Reasons TO reject a paper from your awesome journal: samples sizes that are too small (but you can encourage the authors to collect more data), a study design that is incapable of testing the hypothesis (but perhaps the hypothesis/study can be rephrased/reframed in a way that it can be tested), and lack of replication at the level where inference is being attempted. For me, this last problem is often the most damning. For instance, if one wants to make inferences about populations in two environments (north vs. south, cold vs. warm), then at least two independent populations of each type must be studied. Of course, studying only two populations (one of each type) is still a good suggestive study; it just might not be good enough for my awesome journal.

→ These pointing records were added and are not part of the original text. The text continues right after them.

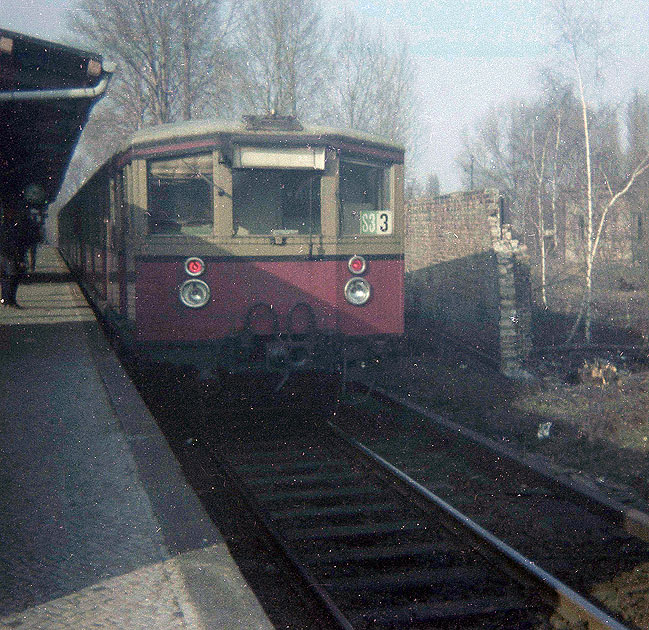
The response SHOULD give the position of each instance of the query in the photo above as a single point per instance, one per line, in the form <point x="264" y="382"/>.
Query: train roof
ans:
<point x="205" y="133"/>
<point x="47" y="91"/>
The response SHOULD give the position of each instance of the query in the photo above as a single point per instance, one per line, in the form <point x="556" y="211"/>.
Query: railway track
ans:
<point x="378" y="549"/>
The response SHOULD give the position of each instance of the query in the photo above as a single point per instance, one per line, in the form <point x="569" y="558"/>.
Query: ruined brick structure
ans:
<point x="467" y="277"/>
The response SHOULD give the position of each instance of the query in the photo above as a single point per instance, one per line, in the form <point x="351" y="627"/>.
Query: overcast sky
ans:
<point x="469" y="55"/>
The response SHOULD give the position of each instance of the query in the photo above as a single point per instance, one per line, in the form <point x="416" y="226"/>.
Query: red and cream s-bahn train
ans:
<point x="261" y="244"/>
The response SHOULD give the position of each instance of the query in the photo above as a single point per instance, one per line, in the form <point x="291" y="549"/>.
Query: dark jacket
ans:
<point x="14" y="230"/>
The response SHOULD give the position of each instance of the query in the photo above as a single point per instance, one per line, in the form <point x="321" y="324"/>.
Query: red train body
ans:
<point x="255" y="245"/>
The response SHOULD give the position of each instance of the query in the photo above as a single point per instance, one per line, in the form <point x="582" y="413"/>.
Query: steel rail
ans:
<point x="570" y="604"/>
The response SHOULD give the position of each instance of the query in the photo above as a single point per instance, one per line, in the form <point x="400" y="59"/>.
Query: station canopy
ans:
<point x="47" y="91"/>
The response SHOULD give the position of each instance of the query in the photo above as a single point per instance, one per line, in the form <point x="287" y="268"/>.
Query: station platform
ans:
<point x="98" y="528"/>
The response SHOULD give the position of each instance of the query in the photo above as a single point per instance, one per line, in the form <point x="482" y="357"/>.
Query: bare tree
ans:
<point x="284" y="53"/>
<point x="582" y="33"/>
<point x="170" y="55"/>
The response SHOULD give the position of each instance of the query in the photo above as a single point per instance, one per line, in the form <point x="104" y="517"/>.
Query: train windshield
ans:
<point x="267" y="200"/>
<point x="180" y="199"/>
<point x="363" y="199"/>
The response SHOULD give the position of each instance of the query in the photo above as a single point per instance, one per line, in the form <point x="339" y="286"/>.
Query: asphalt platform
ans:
<point x="98" y="528"/>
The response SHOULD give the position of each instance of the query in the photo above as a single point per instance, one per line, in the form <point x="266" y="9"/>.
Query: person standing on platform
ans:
<point x="34" y="237"/>
<point x="14" y="224"/>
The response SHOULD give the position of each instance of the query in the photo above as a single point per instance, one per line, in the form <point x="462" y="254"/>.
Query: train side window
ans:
<point x="364" y="202"/>
<point x="265" y="200"/>
<point x="180" y="195"/>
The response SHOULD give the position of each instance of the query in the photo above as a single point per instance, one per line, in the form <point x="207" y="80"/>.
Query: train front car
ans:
<point x="261" y="245"/>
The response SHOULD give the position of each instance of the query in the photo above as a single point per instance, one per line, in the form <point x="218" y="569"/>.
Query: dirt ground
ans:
<point x="596" y="429"/>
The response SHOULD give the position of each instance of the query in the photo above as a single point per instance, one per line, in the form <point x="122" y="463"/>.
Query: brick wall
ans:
<point x="466" y="276"/>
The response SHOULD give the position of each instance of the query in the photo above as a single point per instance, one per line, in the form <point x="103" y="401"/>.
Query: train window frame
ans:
<point x="287" y="195"/>
<point x="370" y="219"/>
<point x="195" y="170"/>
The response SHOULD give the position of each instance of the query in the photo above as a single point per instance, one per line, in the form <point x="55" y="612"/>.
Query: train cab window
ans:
<point x="269" y="200"/>
<point x="364" y="205"/>
<point x="180" y="197"/>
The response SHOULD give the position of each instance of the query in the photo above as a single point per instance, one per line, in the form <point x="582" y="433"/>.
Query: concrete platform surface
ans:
<point x="97" y="527"/>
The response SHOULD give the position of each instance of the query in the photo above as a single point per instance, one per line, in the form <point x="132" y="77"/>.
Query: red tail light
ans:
<point x="357" y="264"/>
<point x="194" y="266"/>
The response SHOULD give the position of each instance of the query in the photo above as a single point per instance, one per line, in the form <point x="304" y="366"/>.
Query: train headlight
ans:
<point x="194" y="293"/>
<point x="194" y="266"/>
<point x="357" y="264"/>
<point x="357" y="291"/>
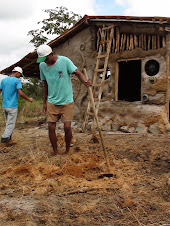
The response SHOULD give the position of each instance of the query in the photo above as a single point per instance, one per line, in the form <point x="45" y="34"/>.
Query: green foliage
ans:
<point x="59" y="20"/>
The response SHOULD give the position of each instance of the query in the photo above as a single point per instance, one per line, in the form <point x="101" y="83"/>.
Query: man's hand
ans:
<point x="88" y="83"/>
<point x="45" y="108"/>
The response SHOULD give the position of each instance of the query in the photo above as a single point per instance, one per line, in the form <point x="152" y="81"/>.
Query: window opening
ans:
<point x="129" y="84"/>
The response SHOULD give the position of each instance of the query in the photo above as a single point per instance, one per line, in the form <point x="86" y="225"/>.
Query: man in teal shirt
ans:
<point x="11" y="88"/>
<point x="58" y="101"/>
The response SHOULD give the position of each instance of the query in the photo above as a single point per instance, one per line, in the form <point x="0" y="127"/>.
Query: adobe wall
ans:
<point x="142" y="116"/>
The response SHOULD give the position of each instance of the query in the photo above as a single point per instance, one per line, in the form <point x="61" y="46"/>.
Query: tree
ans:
<point x="59" y="20"/>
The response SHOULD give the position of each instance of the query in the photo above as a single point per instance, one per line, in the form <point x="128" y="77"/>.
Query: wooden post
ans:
<point x="97" y="122"/>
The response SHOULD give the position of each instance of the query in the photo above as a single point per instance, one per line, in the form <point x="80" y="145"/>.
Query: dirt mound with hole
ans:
<point x="40" y="189"/>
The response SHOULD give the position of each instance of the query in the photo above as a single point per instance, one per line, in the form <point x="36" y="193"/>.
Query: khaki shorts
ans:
<point x="55" y="112"/>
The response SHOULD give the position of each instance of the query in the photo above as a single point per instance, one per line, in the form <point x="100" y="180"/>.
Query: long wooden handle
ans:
<point x="97" y="122"/>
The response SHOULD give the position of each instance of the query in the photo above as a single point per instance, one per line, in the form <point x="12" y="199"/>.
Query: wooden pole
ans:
<point x="97" y="122"/>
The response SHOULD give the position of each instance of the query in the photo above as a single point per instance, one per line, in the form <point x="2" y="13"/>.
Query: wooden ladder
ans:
<point x="105" y="43"/>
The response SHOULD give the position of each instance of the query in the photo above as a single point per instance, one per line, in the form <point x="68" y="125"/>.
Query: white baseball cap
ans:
<point x="18" y="69"/>
<point x="43" y="51"/>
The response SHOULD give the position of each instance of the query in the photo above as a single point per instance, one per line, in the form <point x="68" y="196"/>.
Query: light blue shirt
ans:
<point x="58" y="79"/>
<point x="9" y="87"/>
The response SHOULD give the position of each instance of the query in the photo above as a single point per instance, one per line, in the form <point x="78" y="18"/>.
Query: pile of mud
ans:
<point x="38" y="188"/>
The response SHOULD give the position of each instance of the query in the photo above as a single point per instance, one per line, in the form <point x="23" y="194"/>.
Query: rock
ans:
<point x="131" y="130"/>
<point x="154" y="128"/>
<point x="106" y="127"/>
<point x="114" y="128"/>
<point x="124" y="129"/>
<point x="141" y="128"/>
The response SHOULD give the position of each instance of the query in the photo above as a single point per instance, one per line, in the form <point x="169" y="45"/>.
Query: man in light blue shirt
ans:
<point x="11" y="88"/>
<point x="56" y="72"/>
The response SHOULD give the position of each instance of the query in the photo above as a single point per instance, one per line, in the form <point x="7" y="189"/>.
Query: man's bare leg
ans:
<point x="52" y="136"/>
<point x="68" y="135"/>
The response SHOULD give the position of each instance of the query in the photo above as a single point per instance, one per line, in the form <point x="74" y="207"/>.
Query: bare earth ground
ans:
<point x="39" y="189"/>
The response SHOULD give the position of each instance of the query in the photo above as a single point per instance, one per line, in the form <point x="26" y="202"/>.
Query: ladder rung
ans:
<point x="90" y="113"/>
<point x="106" y="28"/>
<point x="104" y="41"/>
<point x="100" y="70"/>
<point x="96" y="85"/>
<point x="102" y="56"/>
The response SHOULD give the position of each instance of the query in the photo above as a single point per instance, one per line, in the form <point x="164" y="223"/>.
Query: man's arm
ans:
<point x="45" y="94"/>
<point x="81" y="77"/>
<point x="22" y="94"/>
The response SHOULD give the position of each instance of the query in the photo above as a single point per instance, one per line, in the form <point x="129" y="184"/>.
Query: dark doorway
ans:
<point x="129" y="85"/>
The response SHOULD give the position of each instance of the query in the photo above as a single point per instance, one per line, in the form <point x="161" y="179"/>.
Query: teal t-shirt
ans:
<point x="58" y="79"/>
<point x="9" y="87"/>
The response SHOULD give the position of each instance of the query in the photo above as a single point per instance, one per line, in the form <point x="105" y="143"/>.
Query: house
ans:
<point x="136" y="91"/>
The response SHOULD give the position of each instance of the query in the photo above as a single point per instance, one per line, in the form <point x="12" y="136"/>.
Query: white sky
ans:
<point x="17" y="17"/>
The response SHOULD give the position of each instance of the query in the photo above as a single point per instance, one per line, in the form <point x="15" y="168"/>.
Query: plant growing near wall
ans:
<point x="58" y="21"/>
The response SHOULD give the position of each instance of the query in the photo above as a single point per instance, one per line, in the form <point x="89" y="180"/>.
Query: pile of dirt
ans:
<point x="40" y="189"/>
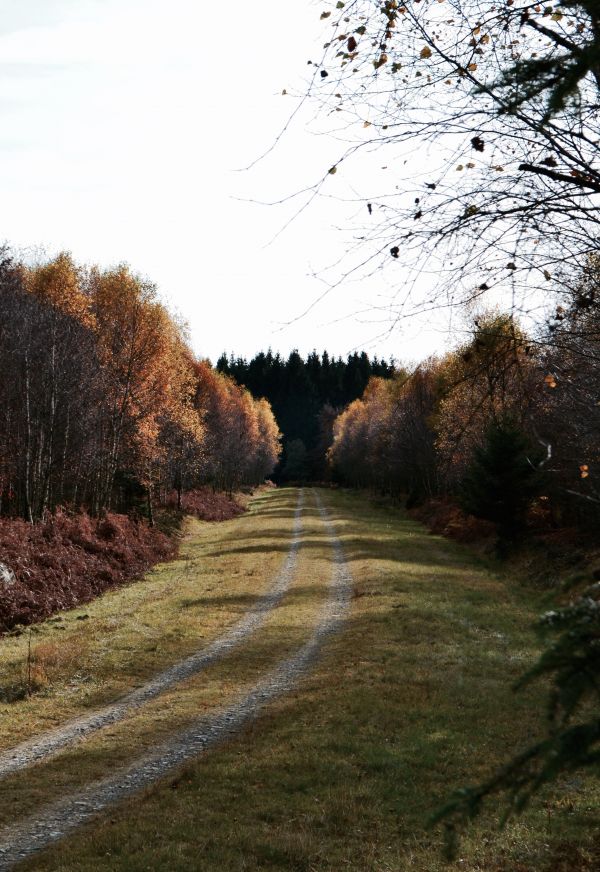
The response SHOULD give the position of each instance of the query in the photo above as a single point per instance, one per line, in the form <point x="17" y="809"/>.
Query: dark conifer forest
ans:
<point x="306" y="397"/>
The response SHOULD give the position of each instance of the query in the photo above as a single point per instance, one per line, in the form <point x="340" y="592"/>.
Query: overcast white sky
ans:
<point x="123" y="122"/>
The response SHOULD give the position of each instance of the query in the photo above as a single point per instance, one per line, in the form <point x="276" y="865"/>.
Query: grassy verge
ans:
<point x="410" y="701"/>
<point x="93" y="654"/>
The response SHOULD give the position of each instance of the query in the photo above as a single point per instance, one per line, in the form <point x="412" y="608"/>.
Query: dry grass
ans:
<point x="410" y="701"/>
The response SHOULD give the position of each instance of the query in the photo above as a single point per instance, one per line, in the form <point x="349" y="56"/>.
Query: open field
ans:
<point x="409" y="701"/>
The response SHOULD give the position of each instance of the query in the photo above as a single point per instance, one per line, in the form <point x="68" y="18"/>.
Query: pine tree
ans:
<point x="501" y="481"/>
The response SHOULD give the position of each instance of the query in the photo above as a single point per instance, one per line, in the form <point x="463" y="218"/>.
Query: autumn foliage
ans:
<point x="433" y="434"/>
<point x="104" y="411"/>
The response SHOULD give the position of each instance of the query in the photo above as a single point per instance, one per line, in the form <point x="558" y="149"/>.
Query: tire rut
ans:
<point x="62" y="817"/>
<point x="44" y="746"/>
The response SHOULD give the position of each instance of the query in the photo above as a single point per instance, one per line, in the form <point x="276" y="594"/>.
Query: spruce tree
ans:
<point x="502" y="480"/>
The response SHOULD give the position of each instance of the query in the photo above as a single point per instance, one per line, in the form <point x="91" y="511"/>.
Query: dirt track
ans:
<point x="54" y="821"/>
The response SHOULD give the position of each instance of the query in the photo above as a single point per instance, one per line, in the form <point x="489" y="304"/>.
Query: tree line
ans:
<point x="306" y="395"/>
<point x="507" y="418"/>
<point x="103" y="404"/>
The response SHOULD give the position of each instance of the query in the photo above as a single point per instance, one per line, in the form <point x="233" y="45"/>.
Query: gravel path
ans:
<point x="58" y="819"/>
<point x="49" y="743"/>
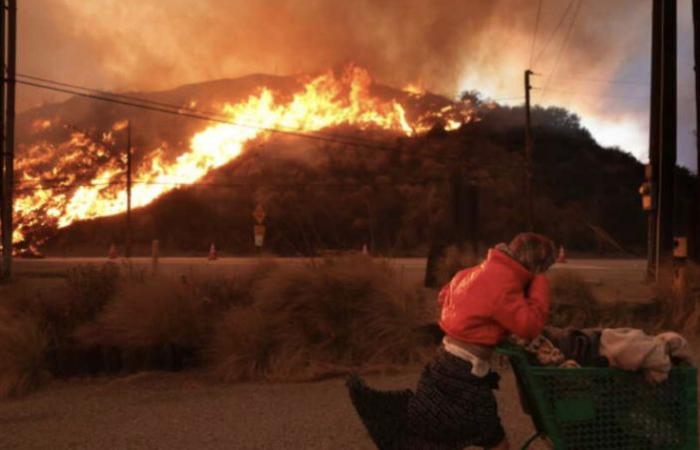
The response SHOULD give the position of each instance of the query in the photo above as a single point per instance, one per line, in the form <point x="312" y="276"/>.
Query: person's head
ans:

How to be an open access editor – 1 simple rule
Accept everything!!!!! In sharp contrast to the above, your role here is to make money for the journal. Yes, I know this is a cynical perspective in a growing culture where open access is considered a paragon of virtue: “make your science freely accessible to everyone, and the world will be a better place.” Having now worked with several open access journals, however, it is very clear that the entire goal is to make money. Consider this: pay-as-you-go open access journals don’t make a cent unless they publish your paper. Stated another way, they lose money every time they reject a paper. Indeed, that is why so many publishers have started open access journals to which they “refer” papers they have rejected from their flagship subscription-based journals. Before these new ventures, every rejected author simply went and paid someone else (if all else fails, PLoS ONE!) to publish their paper instead (Fig. 3) – so the publishers said, “hey, cool, we can also get money from the papers we reject – how awesome is that.” By the way, if you like open access, check out my new super-easy, super-fast, and super-cheap open-access journal “MyScience”: http://ecoevoevoeco.blogspot.ca/2014/09/myscience-newer-faster-cheaper-easier.html
|Fig. 3. PLoS ONE publications (100,000 as of June 2014) = lost revenue to for-profit publishers. The solution: start your own open access journal. (Graphic from PLoS Blogs.)|
Having just written the above, it now strikes me that authors reading this post will have a more prosaic inspiration – “hey, I should recommend Hendry as a reviewer/editor – he won’t reject my paper.” Go for it. These days I receive so many requests to review that I turn down most of them anyway: instead only accepting reviews for papers that are squarely in my areas of expertise, which some folks suggest are quite circumscribed. And now I am struck by another realization: editors reading this post might have a different prosaic inspiration – “hey, I better not recommend Hendry as an editor/reviewer as he won’t reject enough papers.” Go for it. I get too many requests to review anyway.